Enfin, le second élément qui m’aide à orienter mes séances d’entraînement n’est autre que le style des blocs que je veux essayer lors de mon prochain trip. Aux États-Unis, j’avais l’intention de m’attaquer à Jade, un 8B+ très à doigts de RMNP ; j’ai intégré des exos de force doigts dans les mois qui ont précédé le départ (Clément a d’ailleurs réussi le bloc). Si je prévois d’aller à Fontainebleau, un site truffé de plats et de compressions, ce sont les anneaux que je privilégie en amont du séjour. Et ainsi de suite. Je tiens aussi à noter que j’ai ici parlé exclusivement d’entraînement physique mais que je suis loin de penser qu’il est le seul facteur permettant de progresser en escalade.
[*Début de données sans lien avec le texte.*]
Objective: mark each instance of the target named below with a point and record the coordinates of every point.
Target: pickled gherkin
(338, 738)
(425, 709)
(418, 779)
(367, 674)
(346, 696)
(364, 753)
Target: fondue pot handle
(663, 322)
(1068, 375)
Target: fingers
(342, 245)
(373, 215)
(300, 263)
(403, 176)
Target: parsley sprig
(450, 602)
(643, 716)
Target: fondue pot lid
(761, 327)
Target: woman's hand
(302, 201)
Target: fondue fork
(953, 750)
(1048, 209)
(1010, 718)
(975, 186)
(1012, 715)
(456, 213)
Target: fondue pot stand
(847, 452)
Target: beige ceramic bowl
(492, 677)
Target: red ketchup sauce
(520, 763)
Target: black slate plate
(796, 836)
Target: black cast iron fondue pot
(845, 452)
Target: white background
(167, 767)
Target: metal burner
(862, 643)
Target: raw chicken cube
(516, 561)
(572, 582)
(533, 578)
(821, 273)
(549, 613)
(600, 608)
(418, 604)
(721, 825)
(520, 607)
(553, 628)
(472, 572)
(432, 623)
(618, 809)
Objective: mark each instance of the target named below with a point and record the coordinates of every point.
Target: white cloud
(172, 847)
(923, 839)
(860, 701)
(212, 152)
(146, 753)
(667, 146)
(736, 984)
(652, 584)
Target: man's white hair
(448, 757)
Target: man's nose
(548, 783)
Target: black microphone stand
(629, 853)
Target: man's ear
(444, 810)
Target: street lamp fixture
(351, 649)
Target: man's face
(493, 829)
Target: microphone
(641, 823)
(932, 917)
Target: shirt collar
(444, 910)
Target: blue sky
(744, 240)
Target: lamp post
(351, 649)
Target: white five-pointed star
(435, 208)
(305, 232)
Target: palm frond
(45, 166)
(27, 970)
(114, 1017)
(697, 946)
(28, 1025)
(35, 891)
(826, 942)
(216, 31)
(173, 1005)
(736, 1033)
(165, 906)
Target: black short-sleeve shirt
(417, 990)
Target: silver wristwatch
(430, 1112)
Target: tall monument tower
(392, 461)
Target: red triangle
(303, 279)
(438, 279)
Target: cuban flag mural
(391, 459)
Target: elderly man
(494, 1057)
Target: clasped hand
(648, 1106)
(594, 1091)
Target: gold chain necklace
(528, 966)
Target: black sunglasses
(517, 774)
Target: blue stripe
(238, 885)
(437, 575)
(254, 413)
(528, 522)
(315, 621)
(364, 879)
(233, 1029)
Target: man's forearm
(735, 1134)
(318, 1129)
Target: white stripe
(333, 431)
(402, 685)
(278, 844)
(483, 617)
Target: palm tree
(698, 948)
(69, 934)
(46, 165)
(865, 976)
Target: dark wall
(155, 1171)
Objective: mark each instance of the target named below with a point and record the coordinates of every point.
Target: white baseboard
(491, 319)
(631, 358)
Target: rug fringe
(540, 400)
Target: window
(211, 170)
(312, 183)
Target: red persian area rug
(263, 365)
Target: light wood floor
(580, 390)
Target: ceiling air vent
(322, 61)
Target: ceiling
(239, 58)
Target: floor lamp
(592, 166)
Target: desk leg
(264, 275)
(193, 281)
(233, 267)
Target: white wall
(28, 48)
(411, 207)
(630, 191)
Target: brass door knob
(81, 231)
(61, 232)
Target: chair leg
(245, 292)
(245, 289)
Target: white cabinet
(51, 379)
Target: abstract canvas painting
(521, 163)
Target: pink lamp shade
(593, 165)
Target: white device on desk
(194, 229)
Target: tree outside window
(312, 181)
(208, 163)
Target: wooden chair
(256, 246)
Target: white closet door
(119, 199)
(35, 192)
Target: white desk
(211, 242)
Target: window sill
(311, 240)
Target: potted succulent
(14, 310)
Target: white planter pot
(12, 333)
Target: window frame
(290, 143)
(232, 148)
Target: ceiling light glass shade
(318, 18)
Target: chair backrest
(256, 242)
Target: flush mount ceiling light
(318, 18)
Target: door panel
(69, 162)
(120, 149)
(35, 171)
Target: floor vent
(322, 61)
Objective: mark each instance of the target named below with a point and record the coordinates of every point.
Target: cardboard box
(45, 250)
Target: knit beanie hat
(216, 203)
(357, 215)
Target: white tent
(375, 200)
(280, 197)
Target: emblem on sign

L’escalade est un sport extrêmement riche où la gestuelle est la qualité première à développer en grimpant ! Par exemple, un autre point que j’ai beaucoup bossé et qui m’a ouvert des perspectives : la souplesse du bassin. C’est elle qui vous permet de rapprocher systématiquement votre centre de gravité du mur, une clef pour ne pas vous faire éjecter parce que vous avez les fesses trop en arrière. Chose d’autant plus intéressante que travailler sa souplesse permet de progresser sans se fatiguer ! Encore un élément difficile à quantifier mais rudement utile : l’expérience. Elle vient petit à petit à force d’essayer des passages toujours un peu plus durs, et elle permet d’apprendre à gérer le processus menant à la réussite de mouvements et de blocs qui semblaient impossibles auparavant. Ainsi, essayer le plus souvent possible des blocs durs me semble primordial pour s’habituer à l’intensité demandée pour le niveau d’après.